52. Le 30 mars 1998, le représentant des requérants attira l’attention sur de nombreuses irrégularités frappant la procédure. Il demanda notamment l’accélération de la procédure.
53. Le 27 avril 1998, la cour d’assises tint une audience en l’absence des requérants et des accusés.
54. Le 10 juin 1998, le représentant des requérants contesta la discordance des rapports médicaux et demanda que les cassettes vidéo enregistrées, selon les accusés, lors de l’interrogatoire ainsi que les résultats de l’EMG de M. Tamer fussent versés au dossier. A l’audience du même jour, la cour fit droit à ces demandes.
55. A l’audience du 5 octobre 1998, la cour d’assises entendit un témoin et constata que les cassettes vidéo demandées par les requérants avaient été versées au dossier.

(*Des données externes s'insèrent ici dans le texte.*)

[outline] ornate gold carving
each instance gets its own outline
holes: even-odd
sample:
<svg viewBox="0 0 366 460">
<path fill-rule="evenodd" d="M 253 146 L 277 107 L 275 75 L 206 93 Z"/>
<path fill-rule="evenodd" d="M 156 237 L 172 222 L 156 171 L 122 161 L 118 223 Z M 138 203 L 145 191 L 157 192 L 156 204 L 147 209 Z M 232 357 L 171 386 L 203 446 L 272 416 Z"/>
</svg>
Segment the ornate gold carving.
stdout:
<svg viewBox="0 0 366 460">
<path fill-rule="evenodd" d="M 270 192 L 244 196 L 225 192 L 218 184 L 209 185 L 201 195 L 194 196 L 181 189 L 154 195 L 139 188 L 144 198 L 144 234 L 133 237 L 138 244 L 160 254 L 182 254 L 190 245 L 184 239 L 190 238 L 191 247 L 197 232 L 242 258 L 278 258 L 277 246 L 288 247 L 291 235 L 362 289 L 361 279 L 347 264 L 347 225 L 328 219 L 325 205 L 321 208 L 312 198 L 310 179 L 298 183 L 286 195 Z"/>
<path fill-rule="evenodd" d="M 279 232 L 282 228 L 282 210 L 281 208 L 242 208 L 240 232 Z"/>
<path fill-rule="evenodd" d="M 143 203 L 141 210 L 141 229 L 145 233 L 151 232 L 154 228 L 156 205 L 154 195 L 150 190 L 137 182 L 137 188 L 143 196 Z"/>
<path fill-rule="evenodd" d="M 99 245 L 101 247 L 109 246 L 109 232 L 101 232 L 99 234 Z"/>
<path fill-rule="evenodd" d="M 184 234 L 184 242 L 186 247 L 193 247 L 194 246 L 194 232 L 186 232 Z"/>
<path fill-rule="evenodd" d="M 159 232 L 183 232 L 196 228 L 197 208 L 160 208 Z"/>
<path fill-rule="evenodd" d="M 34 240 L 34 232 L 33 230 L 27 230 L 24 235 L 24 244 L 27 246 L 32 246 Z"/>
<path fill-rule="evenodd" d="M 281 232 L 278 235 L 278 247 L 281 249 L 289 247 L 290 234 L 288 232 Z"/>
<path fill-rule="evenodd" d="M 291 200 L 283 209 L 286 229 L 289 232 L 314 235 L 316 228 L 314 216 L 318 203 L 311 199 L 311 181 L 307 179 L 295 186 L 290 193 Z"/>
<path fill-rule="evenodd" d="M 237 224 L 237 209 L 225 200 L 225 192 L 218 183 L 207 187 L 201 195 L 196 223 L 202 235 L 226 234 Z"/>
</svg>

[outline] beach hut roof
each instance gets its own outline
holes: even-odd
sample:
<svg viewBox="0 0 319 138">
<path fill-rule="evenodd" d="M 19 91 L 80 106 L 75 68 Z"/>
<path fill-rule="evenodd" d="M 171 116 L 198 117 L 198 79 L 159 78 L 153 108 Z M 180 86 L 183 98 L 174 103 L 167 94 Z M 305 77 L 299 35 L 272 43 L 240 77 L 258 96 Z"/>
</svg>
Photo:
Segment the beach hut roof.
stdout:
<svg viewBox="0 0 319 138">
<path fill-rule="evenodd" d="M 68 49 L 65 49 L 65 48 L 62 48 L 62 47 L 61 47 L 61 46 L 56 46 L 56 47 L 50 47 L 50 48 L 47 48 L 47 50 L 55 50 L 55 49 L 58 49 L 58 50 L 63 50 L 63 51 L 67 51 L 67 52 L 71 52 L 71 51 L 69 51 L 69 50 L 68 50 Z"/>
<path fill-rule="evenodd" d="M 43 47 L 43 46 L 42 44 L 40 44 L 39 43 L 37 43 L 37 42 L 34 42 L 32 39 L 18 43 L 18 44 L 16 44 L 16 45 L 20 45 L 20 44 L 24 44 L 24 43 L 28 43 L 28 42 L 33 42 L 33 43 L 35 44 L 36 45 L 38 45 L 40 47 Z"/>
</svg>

56. A l’audience du 17 février 1999, la cour d’assises entendit les policiers Abdülkadir Dilber, Mustafa Ekici et Ilhami Çavuş. Ces derniers déclarèrent avoir fait usage de la force afin de procéder à l’arrestation des requérants. De même, ils soutinrent que, lors de l’arrestation, les passants dans la rue s’en étaient pris aux requérants.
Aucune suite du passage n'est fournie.